Let your employee and her doctor decide if she can continue working or not.

Let your employee and her doctor decide if she can continue working or not.

What do you do when you have a pregnant employee who has gotten to the point of being too large, in your opinion, to do her job? There are several answers to this question you just have to be sure your pick the right one. According to the EEOC one company did not.

The case

The management of an Asian restaurant decided that two of its servers had gotten too large to do their job of waiting on tables. So they fired them. As you might guess that was the wrong answer to the question in the title. A complaint was made and the EEOC filed a lawsuit after attempting to conciliate. The EEOC is seeking to keep the company from engaging in this again as well as “…equitable relief in the form of reinstatement and back pay, as well as compensatory and punitive damages for the discharged servers.” Oh, by the way they were also charged with not displaying the EEOC poster, an error that should NEVER be made.

In the press release about this case the EEOC said “Despite the paternalistic age-old stereotypes that persist about pregnant women and work, not only can women work while pregnant, they have a right to do so.”

What they should have done

Rather than firing these employees and assuming they were not able to do their work they should have had a discussion with them and determine if they were temporarily unable to perform. If that was the case the law requires “If a woman is temporarily unable to perform her job due to a medical condition related to pregnancy or childbirth, the employer or other covered entity must treat her in the same way as it treats any other temporarily disabled employee.”

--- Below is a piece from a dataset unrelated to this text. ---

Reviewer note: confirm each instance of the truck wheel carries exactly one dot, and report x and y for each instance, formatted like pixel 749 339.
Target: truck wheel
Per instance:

Quite often medical conditions related to pregnancy are covered under the Americans with Disabilities Act Amendments Act (ADAAA) and this requires employers to engage in an interactive discussion with the employee to determine what extent she is disabled and what might be a reasonable accommodation. These accommodations may include light duty, alternative assignments, disability leave, or unpaid leave. All of these are much better alternatives to firing the pregnant employee. In talking about a similar case Jon Hyman, a partner at Kohrman Jackson & Krantz. said “… companies really act at their peril if they do not at least consider an unpaid leave of absence as an accommodation for a pregnant worker.”

To be clear, the Pregnancy Discrimination Act does not require accommodation. It just requires treatment on par with how you treat all other temporary disabilities. Since most companies do not off handedly fire everyone that become temporarily disabled they should not do this with pregnancy either. Throw in the ADAAA and accommodation and the interactive discussion become necessities.